Strange twists

So…I was listening to another podcast of “Stuff you Missed in History Class” and this one was on the history of Vaudeville. Just something to keep my mind entertained as I follow my daughter around to keep her out of danger.

One thing really jumped out at me. Vaudeville, as they explained, was meant to be a clean, family-oriented entertainment. Storng language, such as “son of a gun,” was forbidden. Double entendre and low-brow bodily noise jokes, also a no-go.

Let me say, these rules were not completely followed. But the management of the theaters that held vaudeville acts did try to keep the bar high.

So, they could sneak things in, but the main point of an act had to be clean by the standards of the day. Comedic acts were very common, which is sort of amazing from my perspective today, because if you have no sexual double entendre, and no fart jokes, what have you got?

I will tell you what you’ve got: humor based on stereotypes. Remembery, vaudeville invented minstrelsy–otherwise known as black-face. They had to have a racial stereotype off which to bounce jokes. True, they did not only joke about black people (African-americans). Will Rogers was a “cowboy comedian” in vaudeville, and I’m sure he played up all the stereotypes of the western cowboy. And there were all kinds of ethnic types.
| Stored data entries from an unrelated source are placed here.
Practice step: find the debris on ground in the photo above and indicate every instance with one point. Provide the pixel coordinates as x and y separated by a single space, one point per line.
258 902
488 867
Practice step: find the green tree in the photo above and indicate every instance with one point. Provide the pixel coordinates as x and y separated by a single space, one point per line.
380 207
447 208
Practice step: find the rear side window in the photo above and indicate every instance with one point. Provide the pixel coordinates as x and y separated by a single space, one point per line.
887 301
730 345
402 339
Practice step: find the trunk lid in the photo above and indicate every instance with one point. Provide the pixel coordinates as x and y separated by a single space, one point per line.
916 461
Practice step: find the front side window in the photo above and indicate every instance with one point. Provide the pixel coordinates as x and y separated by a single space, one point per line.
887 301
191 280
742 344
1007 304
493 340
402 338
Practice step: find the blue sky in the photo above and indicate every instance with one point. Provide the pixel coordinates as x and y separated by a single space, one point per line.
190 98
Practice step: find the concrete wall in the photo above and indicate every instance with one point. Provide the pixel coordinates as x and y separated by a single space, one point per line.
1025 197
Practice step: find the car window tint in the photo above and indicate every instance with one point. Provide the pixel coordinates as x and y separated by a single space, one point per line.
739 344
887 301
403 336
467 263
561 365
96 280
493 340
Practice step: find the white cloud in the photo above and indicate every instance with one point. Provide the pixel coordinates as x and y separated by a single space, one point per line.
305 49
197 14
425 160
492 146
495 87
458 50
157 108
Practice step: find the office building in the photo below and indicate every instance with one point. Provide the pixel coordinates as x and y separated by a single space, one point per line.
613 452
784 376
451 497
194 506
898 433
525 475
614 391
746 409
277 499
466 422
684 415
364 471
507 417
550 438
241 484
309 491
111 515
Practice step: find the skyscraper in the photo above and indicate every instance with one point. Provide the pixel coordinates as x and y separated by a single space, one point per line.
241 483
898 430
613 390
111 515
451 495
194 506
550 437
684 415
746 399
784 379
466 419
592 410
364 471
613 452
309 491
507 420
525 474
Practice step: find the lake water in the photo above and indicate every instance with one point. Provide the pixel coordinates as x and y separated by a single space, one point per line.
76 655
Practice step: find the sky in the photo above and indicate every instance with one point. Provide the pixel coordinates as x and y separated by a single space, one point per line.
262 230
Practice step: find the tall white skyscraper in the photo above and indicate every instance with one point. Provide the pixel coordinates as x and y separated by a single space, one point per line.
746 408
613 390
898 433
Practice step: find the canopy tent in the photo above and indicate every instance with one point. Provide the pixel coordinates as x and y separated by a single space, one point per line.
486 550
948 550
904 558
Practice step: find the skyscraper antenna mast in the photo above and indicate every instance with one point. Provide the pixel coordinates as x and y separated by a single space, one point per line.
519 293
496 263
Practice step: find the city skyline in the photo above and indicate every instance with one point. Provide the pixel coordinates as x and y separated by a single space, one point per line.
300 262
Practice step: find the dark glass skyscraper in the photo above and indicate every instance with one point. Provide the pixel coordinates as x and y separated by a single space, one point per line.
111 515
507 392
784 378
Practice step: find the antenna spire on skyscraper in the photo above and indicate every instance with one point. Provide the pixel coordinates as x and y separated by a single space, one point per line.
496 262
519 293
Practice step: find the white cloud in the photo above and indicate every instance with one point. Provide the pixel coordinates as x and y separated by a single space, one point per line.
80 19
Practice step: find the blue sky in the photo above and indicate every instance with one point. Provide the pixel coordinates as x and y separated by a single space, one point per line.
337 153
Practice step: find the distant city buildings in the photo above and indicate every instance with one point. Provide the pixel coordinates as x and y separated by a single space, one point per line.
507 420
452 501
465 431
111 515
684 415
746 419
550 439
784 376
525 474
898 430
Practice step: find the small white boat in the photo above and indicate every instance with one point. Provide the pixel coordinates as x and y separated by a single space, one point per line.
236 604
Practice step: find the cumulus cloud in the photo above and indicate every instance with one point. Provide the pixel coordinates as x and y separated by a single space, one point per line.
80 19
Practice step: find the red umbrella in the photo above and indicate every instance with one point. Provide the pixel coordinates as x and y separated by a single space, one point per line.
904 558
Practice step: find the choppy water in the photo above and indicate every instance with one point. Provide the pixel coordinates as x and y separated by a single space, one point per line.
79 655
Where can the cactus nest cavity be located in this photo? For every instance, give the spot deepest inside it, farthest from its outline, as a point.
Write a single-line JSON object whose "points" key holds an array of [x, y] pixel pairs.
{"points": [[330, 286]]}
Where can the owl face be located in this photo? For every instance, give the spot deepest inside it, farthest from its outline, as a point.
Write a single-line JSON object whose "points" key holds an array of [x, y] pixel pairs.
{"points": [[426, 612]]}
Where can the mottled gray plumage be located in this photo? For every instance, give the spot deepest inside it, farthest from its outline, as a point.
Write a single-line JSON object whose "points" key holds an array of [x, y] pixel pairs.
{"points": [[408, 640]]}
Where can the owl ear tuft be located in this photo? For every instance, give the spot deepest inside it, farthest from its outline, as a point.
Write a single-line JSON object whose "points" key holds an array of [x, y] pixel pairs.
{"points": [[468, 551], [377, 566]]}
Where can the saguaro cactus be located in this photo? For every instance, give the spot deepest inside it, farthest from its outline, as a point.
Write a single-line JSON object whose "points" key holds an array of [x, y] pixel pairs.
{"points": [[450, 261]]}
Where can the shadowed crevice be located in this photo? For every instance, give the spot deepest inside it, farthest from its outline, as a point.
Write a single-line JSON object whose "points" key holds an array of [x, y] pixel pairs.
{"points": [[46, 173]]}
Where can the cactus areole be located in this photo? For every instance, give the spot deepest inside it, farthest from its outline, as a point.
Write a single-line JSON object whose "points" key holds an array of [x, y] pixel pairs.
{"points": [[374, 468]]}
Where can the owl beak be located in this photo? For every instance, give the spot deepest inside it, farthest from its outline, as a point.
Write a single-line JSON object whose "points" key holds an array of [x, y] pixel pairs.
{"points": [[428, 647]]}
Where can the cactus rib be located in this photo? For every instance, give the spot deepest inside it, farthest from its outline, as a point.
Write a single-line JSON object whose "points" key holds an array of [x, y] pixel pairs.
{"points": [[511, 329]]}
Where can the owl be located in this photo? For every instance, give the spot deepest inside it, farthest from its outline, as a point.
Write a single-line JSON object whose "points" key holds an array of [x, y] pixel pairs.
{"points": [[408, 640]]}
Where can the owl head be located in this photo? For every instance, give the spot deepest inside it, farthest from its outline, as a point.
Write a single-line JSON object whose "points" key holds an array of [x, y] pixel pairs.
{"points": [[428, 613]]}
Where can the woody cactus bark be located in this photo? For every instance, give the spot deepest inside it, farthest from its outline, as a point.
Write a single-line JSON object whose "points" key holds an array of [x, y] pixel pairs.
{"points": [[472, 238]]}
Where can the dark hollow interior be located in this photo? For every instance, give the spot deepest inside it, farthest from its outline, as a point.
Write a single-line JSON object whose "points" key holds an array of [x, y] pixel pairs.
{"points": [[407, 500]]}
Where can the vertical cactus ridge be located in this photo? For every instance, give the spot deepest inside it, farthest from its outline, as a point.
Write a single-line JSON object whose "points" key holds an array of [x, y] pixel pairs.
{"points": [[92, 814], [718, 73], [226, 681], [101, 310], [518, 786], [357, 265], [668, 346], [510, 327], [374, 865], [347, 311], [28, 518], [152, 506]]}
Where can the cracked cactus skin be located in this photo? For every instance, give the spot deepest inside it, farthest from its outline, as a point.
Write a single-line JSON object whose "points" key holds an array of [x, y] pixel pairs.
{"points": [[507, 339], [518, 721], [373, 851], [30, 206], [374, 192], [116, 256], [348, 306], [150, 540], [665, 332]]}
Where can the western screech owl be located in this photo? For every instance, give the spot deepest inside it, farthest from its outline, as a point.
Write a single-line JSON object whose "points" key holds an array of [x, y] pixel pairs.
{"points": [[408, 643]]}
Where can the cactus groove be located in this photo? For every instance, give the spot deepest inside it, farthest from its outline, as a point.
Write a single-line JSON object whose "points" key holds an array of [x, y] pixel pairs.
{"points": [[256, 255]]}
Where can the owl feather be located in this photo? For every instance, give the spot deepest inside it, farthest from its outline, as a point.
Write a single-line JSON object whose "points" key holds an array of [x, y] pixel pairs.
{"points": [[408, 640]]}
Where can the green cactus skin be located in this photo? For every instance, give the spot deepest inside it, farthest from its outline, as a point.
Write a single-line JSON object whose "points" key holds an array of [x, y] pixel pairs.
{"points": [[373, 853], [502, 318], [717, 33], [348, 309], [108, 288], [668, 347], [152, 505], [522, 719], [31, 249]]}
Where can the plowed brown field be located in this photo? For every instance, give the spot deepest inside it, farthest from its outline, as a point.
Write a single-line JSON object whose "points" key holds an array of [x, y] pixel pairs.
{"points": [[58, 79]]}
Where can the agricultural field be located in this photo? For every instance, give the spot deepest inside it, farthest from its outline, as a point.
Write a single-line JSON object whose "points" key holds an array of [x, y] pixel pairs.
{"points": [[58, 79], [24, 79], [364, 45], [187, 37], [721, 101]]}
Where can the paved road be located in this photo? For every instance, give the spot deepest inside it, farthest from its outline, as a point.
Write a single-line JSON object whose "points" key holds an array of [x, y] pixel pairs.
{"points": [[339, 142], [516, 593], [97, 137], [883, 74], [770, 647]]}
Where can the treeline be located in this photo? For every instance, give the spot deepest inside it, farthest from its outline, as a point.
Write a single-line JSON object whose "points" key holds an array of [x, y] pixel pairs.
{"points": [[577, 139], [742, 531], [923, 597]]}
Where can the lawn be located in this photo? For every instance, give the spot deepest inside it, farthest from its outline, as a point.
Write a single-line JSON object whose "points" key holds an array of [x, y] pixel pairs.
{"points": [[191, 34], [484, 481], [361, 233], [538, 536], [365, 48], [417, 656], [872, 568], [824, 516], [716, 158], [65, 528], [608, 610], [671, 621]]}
I’m sure that the audience was in many ways educated in what stereotypes they were supposed to hold about various ethnic types.

It seems to me that racial stereotypes were very very fostered by the censors who were trying to create ‘family’ entertainment. I doubt they had any intention of doing so, but I think racial stereotypes took root in our culture in a way they would not have without these restrictions.